Calyptrochaeta flexicollis is most often confused with the smaller and more common Distichophyllum rotundifolium. The latter forms denser and more compact populations and has smaller leaves (0.7–1.3 vs 1.5–2.5 mm), which are denticulate rather than spinose-serrate. The costae in D. rotundifolium are mostly unbranched or spurred, and extend ⅔–¾ the leaf length in contrast to the bifurcate and much shorter costae of C. flexicollis; upper laminal cell dimensions and the nature of their setae also readily differentiate the two species.
Confusion occasionally occurs between C. flexicollis and its congener C. cristata, but the present species is a less robust plant, with shoots 3–4 mm wide vs 5–8 mm wide in C. cristata (other distinctions are noted under the latter species). Calyptrochaeta flexicollis is also confused with C. apiculata but the narrower leaf border and spinose-serrate margins of the former are usually sufficient to distinguish them. The setae of the non-coastal C. flexicollis are strongly spined while the setae of the salt-tolerant C. apiculata are smooth or papillose.
Calyptrochaeta flexicollis is distinguished from the South American C. setigera (Mitt.) W.R.Buck primarily by its stronger leaf border and its dioicous sexuality.
NI: N Auckland (Lake Rotokawau, Tūtāmoe Range), S Auckland (Moerangi), Gisborne (Manuoha, Te Wera Scenic Reserve, Whinray Scenic Reserve), Hawke’s Bay (Tarawera Homestead), Taranaki (Dawson Falls), Wellington (Erua, Akatarawa Range, Mt Munro Road, Wainuiomata–Orongorongo water catchment); SI: Nelson (near Collingwood, Reefton, Punakaikī area), Canterbury (Broad Stream, Banks Peninsula, Waimate), Westland (Camp Creek, Kellys Creek, Lake Paringa), Otago, Southland; St; A.
Austral. Tasmania*, mainland Australia*, Argentina*, Chile*.
A predominantly inland species growing on a variety of substrates in moist, shaded forests. It is widely distributed but rather infrequently collected in N.Z. It grows as an epiphyte (on Schefflera digitata, the podocarp Prumnopitys ferruginea, and the palm Rhopalostylis sapida), on rocks, soil, exposed roots, and logs in various stages of decay.
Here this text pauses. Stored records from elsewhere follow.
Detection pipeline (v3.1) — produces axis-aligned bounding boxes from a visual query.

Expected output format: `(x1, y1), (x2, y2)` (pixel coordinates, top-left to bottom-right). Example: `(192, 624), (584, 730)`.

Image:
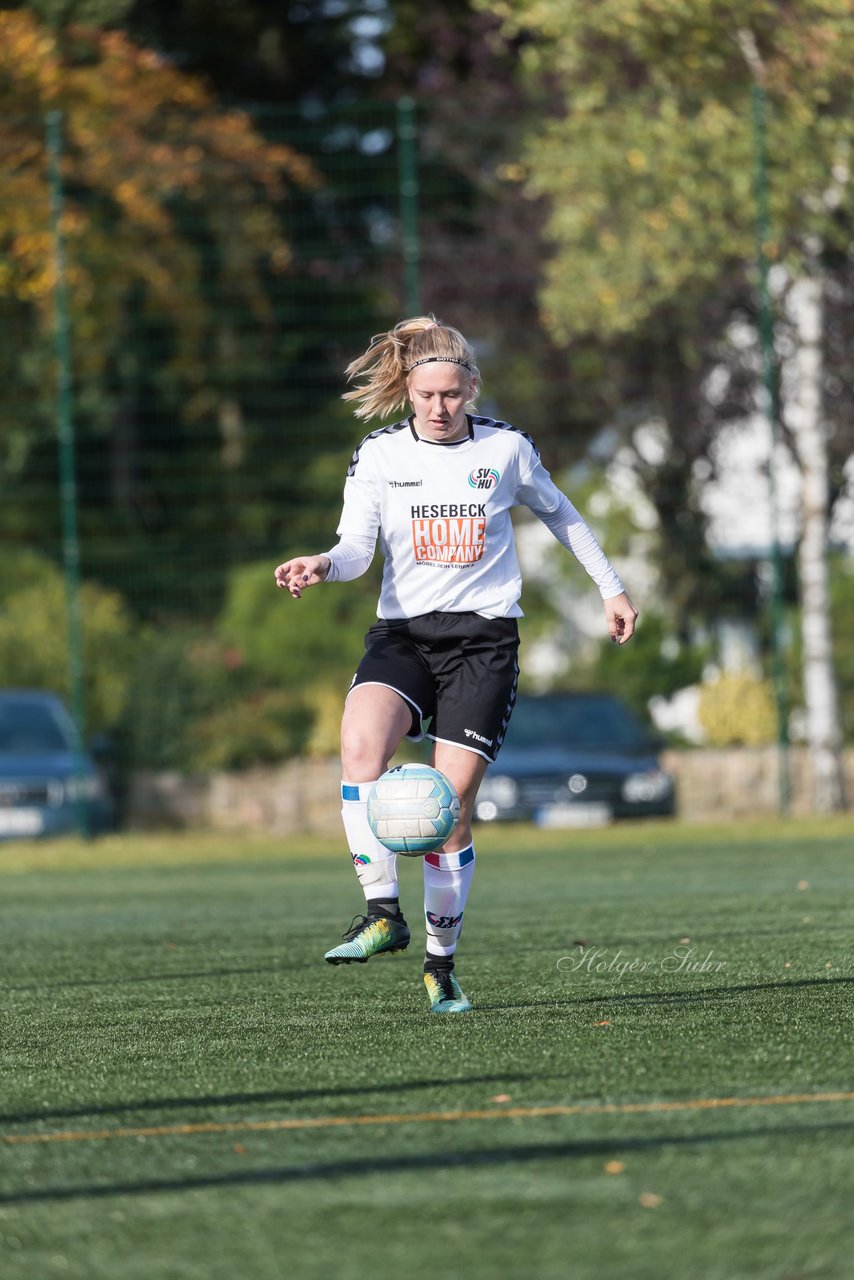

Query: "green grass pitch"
(0, 819), (854, 1280)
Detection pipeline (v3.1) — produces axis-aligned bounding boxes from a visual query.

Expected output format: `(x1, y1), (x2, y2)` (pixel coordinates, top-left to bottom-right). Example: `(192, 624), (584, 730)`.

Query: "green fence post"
(46, 111), (91, 838)
(750, 78), (791, 814)
(397, 97), (421, 316)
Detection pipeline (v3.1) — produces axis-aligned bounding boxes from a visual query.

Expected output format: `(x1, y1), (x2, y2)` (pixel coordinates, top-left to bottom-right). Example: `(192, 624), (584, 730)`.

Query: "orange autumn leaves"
(0, 10), (318, 340)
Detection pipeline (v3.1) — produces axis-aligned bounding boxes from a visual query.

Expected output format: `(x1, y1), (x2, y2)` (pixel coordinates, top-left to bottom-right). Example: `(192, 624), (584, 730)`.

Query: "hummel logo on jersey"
(469, 467), (501, 489)
(462, 728), (492, 746)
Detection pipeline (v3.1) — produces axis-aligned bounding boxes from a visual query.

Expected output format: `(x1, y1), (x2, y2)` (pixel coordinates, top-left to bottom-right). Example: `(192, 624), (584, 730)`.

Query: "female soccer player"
(275, 316), (638, 1014)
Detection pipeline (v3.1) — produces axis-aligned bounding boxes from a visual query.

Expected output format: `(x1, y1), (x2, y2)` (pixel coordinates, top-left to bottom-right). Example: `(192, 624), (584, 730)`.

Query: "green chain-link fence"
(0, 102), (427, 798)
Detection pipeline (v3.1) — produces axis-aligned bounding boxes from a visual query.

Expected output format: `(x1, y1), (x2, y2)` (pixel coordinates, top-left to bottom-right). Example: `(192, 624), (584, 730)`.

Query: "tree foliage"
(483, 0), (854, 338)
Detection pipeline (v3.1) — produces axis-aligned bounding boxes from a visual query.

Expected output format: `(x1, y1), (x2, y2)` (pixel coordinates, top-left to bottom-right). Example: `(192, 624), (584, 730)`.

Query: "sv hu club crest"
(469, 467), (501, 489)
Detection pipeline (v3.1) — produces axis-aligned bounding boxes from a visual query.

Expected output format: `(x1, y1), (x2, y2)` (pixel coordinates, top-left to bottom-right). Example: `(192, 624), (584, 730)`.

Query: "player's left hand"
(602, 591), (638, 644)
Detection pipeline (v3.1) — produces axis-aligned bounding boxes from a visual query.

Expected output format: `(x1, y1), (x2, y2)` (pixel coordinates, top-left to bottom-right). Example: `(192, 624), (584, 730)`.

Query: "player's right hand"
(275, 556), (329, 600)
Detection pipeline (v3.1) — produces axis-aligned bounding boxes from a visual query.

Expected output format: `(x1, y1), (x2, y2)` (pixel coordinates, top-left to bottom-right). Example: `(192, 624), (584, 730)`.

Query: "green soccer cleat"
(324, 915), (410, 964)
(424, 969), (471, 1014)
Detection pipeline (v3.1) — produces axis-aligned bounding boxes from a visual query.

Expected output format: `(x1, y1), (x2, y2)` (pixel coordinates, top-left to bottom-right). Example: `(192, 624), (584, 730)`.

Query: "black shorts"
(351, 613), (519, 760)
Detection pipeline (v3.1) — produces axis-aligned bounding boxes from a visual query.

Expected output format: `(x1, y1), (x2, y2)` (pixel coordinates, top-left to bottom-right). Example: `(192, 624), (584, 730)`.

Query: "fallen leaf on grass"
(638, 1192), (665, 1208)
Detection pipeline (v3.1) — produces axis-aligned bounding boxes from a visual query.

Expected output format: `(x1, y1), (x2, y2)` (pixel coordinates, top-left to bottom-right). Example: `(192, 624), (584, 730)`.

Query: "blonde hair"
(343, 315), (480, 417)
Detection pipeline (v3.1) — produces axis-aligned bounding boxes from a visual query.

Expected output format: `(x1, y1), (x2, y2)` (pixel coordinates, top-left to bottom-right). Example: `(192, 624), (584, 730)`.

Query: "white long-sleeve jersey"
(326, 416), (624, 618)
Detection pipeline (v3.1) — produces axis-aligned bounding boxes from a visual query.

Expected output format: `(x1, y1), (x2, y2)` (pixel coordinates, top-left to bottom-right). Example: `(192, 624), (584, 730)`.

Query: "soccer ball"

Confirmed from c. 300 m (Akatarawa Range) to at least 900 m (Dawson Falls) on the North I., from sea level (Pororari River near Punakaikī and Taieri River mouth, Otago L.D.) to c. 900 m (Broad Stream) on the South and Stewart Is.
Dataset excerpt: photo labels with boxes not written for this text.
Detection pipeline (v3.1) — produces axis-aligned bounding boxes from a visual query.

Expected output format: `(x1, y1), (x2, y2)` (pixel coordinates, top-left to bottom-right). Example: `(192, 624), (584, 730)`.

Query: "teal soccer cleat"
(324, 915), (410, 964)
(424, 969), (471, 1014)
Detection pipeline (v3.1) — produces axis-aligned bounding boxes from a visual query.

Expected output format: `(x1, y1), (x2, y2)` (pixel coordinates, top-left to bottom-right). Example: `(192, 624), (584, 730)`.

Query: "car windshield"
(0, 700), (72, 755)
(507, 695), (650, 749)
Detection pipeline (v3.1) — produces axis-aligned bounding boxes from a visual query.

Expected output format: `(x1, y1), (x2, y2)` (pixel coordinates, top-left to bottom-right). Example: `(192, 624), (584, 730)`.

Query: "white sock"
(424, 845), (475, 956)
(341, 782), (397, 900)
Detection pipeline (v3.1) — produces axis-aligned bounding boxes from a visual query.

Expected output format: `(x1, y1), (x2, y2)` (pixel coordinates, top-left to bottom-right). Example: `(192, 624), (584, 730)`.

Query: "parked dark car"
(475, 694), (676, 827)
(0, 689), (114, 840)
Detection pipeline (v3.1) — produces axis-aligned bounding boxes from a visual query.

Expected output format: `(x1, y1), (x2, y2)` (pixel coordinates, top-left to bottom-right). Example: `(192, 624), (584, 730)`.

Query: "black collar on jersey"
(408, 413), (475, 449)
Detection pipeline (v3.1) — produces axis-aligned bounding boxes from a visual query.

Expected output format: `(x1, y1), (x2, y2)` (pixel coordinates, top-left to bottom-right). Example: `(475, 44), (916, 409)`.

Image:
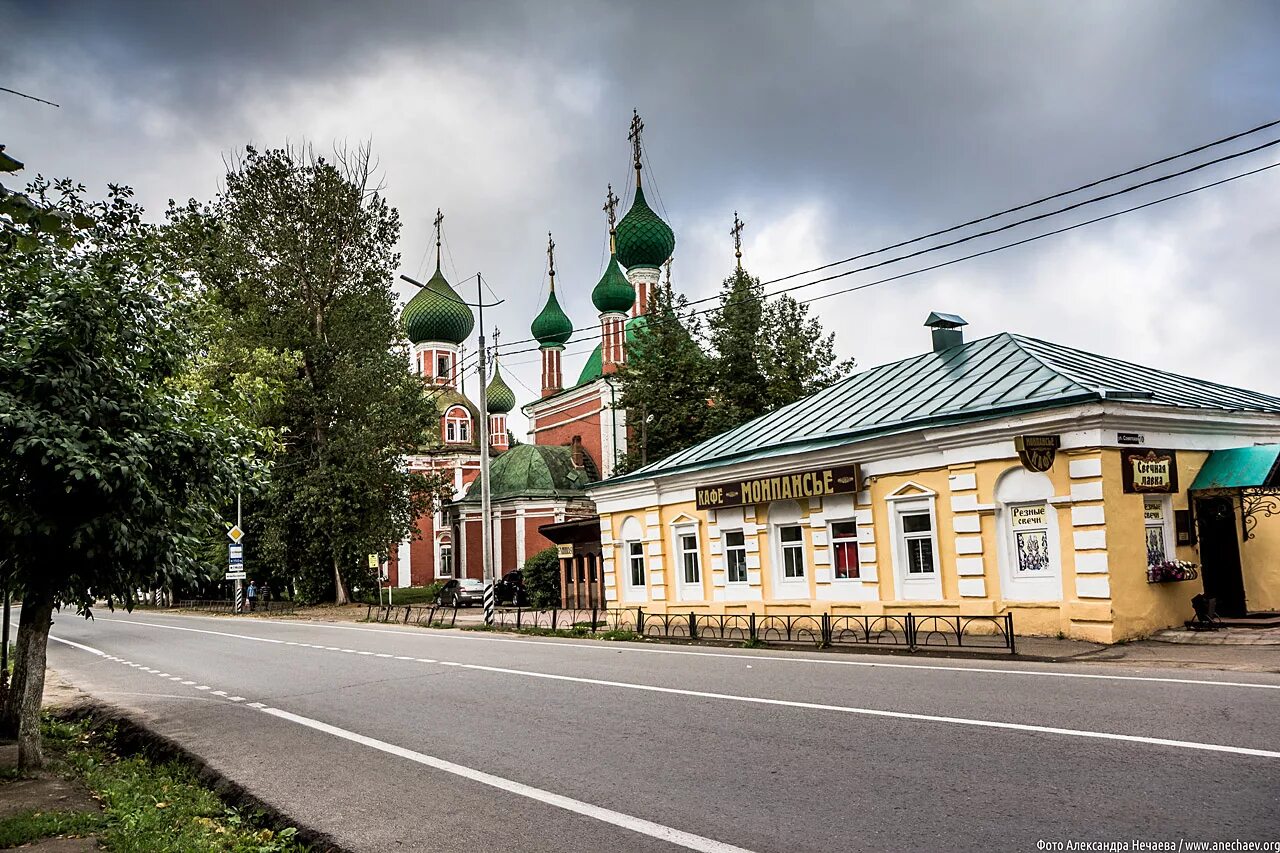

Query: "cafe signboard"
(1014, 435), (1062, 474)
(1120, 448), (1178, 494)
(698, 465), (858, 510)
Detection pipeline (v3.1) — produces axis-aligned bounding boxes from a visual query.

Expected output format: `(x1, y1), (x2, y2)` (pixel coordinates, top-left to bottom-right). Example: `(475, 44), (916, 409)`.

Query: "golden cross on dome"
(547, 231), (556, 291)
(728, 210), (745, 269)
(600, 183), (618, 234)
(627, 110), (644, 187)
(435, 207), (444, 270)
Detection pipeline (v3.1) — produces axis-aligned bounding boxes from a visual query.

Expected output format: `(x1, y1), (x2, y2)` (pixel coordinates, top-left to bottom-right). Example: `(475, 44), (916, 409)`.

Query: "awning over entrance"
(1192, 444), (1280, 492)
(1190, 444), (1280, 540)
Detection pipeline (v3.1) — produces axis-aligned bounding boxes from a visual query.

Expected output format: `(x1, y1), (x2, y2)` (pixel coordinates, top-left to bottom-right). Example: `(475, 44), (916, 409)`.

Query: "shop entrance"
(1196, 497), (1245, 617)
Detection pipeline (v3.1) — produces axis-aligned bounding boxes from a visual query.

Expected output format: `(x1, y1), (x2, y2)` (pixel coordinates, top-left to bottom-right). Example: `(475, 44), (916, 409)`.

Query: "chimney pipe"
(924, 311), (969, 352)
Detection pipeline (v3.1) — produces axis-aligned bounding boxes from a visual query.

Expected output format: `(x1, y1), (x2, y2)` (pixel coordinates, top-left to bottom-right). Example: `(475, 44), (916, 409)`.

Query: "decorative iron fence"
(174, 598), (297, 615)
(365, 605), (1016, 654)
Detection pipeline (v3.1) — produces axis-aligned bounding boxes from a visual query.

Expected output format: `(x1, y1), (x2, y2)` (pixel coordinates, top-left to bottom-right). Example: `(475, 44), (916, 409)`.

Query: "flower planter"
(1147, 560), (1199, 584)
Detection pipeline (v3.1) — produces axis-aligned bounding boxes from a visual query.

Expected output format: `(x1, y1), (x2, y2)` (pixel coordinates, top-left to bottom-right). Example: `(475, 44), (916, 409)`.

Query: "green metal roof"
(462, 444), (590, 503)
(573, 314), (646, 388)
(1192, 444), (1280, 492)
(611, 333), (1280, 482)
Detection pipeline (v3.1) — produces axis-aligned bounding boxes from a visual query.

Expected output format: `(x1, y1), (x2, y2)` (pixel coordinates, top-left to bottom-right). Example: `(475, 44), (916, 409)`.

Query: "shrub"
(524, 548), (561, 607)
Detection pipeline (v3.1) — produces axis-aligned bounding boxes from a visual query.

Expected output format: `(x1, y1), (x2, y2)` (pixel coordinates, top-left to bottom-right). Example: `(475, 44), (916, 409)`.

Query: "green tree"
(708, 266), (768, 430)
(169, 147), (448, 603)
(0, 181), (264, 767)
(760, 293), (854, 411)
(521, 547), (559, 607)
(617, 280), (717, 471)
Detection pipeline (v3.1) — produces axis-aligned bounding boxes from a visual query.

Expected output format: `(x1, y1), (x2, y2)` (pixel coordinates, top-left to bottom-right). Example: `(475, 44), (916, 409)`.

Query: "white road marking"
(97, 616), (1280, 690)
(262, 708), (750, 853)
(54, 625), (1280, 758)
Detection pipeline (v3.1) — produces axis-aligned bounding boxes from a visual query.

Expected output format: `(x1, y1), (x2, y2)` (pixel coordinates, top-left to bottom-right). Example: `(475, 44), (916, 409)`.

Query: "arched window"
(444, 406), (471, 444)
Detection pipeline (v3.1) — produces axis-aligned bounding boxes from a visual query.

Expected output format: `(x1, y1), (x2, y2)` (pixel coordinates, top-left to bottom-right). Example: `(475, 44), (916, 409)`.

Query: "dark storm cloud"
(0, 1), (1280, 412)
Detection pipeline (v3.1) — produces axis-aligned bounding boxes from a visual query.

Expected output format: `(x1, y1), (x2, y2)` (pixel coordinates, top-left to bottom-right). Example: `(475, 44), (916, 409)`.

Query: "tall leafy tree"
(759, 293), (854, 410)
(708, 264), (769, 429)
(0, 182), (262, 767)
(617, 279), (716, 470)
(170, 147), (447, 603)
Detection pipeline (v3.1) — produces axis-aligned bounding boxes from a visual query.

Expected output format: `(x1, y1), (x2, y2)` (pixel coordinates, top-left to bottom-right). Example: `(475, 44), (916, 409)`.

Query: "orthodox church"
(388, 115), (676, 587)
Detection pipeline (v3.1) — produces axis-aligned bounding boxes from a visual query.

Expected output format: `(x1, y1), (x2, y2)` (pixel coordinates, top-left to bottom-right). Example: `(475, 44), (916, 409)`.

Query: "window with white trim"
(900, 511), (937, 575)
(1142, 497), (1169, 566)
(444, 406), (471, 444)
(627, 542), (644, 587)
(723, 530), (746, 584)
(778, 524), (804, 580)
(831, 521), (860, 580)
(676, 533), (703, 585)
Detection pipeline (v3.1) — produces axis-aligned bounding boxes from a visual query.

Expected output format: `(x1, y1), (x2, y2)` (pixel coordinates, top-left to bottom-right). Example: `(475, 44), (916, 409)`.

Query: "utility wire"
(483, 156), (1280, 356)
(494, 119), (1280, 346)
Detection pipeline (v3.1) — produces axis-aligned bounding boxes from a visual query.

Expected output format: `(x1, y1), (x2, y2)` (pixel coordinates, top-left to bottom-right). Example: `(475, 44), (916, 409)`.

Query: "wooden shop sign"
(1120, 448), (1178, 494)
(1014, 435), (1062, 474)
(698, 465), (858, 510)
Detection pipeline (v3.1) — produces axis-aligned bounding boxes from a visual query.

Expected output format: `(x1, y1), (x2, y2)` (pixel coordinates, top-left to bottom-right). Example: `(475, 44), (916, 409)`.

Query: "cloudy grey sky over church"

While C. flexicollis varies considerably in its stature, its overall aspect is quite distinctive; the combination of its usually modest stature, stout border, spinose-serrate margins, and strongly spinose setae make this beautiful species easily recognised.
Sainsbury (1956) recorded this species from Tasmania. I have confirmed several specimens from Tasmania (in HO) but reject Sainsbury’s suggestion that Eriopus tasmanicus Broth. is a taxonomic synonym of C. flexicollis (it is here considered synonymous with C. apiculata). Streimann (2000) recorded C. flexicollis from Tasmania and Victoria. The placement here of C. brassii in synonymy extends the Australian range northward to include high elevation sites (Mt Finnigan and Mt Bellenden Ker) in Queensland. The leaves chosen for illustration by Streimann (2000, fig. 3, as C. brassii) are exceptionally weakly toothed for the species and the Queensland material (including the type) exhibits greater leaf margin variability than is suggested by his illustrations.
This species was first recorded from South America (Aisén Province in Chile) by Cardot & Brotherus (1923); the Halle collection (in UPS) that was the basis of their report has been confirmed. Other Chilean and Argentinian collections have been confirmed, including isotype material (CHR 637792) of C. odontoloma (Dusén ex Matteri) Matteri.